No Crime to be Poor; LSC Alum Blake Strode to Lead St. Louis Civil Rights Law Firm

This article was originally published by Harvard Law Today on June 26, 2018.

By Elaine McCardel

There is no shortage of serious legal issues facing poor people in Greater St. Louis, especially people of color, says Blake Strode ’15, who was born and raised in the area. Just three years out of HLS, Strode is back home fighting the criminalization of poverty as executive director of ArchCity Defenders, a nonprofit civil rights law firm in St. Louis that has filed landmark cases that have already improved the lives of tens of thousands of low-income people.

Strode, who majored in international economics and Spanish at the University of Arkansas and toured the world for three years as a tennis professional before law school, always planned to go into public interest law. At HLS, he represented prisoners in disciplinary and parole hearings through the Prison Legal Assistance Project, helped fight evictions and foreclosures in Boston through Project No One Leaves, and was a student in the Housing Law Clinic at the Legal Services Center.

Not long after the 2014 death of Michael Brown in Ferguson, Missouri, Strode read a white paper on the over-policing of people of color in north St. Louis County that ArchCity Defenders had just published. The paper, which presaged a later Department of Justice report, “was the first time I’d seen that level of analysis of that problem in St. Louis,” he says. He reached out to the organization’s executive director and co-founder, Thomas Harvey, and soon found himself back in his hometown with a Skadden Fellowship to do housing-related work.

ArchCity had recently filed several cases challenging the constitutionality of modern-day debtors’ prisons—the jailing of poor people because they are unable to pay court fines and fees—and Strode changed his focus to helping build the organization’s civil rights litigation unit through impact litigation targeting this practice as well as police misconduct and inhumane jail conditions. In his short time there, he and his colleagues have filed more than 30 civil rights lawsuits in federal court, partnering on some with Civil Rights Corps in Washington, D.C., founded by Alec Karakatsanis ’08. Strode played a significant role in obtaining a landmark judgment against the city of Jennings for imprisoning people unable to pay municipal fines: $4.75 million for a class of about 2,000 people. Settled in 2016, the case resulted in sweeping policy changes that serve as a model for legal reforms in other courts.

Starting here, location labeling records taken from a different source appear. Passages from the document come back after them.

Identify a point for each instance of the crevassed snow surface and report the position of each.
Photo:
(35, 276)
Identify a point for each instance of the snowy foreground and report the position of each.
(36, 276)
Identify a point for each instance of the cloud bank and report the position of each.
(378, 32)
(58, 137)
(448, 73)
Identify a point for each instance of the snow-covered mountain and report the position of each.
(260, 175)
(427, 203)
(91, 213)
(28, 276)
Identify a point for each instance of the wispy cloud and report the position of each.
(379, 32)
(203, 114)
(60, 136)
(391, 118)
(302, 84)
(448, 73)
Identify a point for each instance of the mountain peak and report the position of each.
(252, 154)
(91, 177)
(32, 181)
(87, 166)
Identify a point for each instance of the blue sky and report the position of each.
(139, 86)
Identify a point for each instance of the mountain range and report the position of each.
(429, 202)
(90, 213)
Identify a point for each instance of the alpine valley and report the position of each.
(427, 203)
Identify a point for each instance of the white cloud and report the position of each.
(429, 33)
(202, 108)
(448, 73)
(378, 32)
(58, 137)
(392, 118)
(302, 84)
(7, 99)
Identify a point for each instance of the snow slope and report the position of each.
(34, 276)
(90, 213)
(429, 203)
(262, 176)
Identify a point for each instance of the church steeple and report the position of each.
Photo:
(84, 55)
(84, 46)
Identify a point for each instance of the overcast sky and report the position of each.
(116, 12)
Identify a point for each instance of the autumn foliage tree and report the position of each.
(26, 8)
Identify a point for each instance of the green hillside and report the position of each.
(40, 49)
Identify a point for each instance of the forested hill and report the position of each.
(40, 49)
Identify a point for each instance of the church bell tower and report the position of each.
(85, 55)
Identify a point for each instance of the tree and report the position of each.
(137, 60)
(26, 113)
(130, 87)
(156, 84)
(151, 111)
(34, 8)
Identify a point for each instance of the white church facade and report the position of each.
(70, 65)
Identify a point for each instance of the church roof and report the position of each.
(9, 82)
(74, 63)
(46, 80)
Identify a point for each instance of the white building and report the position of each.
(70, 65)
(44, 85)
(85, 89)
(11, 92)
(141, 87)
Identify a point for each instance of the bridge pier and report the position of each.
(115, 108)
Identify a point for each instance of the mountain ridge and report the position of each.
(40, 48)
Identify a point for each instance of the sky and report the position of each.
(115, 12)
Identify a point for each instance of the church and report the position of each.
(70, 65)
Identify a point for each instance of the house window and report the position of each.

In January 2018, at the age of 30, Strode was named ArchCity’s new executive director when Harvey decided to leave.

“My goal is the same as our organizational goal: to combat the criminalization of poverty and state violence against poor people and people of color,” he says.

“Our clients are poor and overwhelmingly people of color, which in St. Louis means overwhelmingly black. We are seeking systemic change with and for them, which is only possible through a concerted effort of both legal and nonlegal advocacy. We’re calling for nothing less than that.”

The ways our clients engage in fighting back inspire us.

ArchCity, which relies heavily on private donations, was primarily a volunteer organization until a few years ago; it now has a full-time staff of 20, half of whom are lawyers, Strode says. Yet there is so much need in the community that growth is a top priority, he adds. That means building capacity in order to represent more clients and expanding to other parts of the state. ArchCity is a holistic provider, so growth also means expanding advocacy in housing, access to education, and consumer matters.

And while ArchCity’s victories are heartening, “even those, we have to work very hard to hold on to, and those gains aren’t enough,” Strode says. The work can be especially difficult in a politically conservative area like Missouri, “where millions of people face the greatest systemic challenges on a day-to-day basis because those challenges are institutional and deep-seated.” However, he adds, “The ways our clients engage in fighting back are really inspiring and inspire us to remain committed.”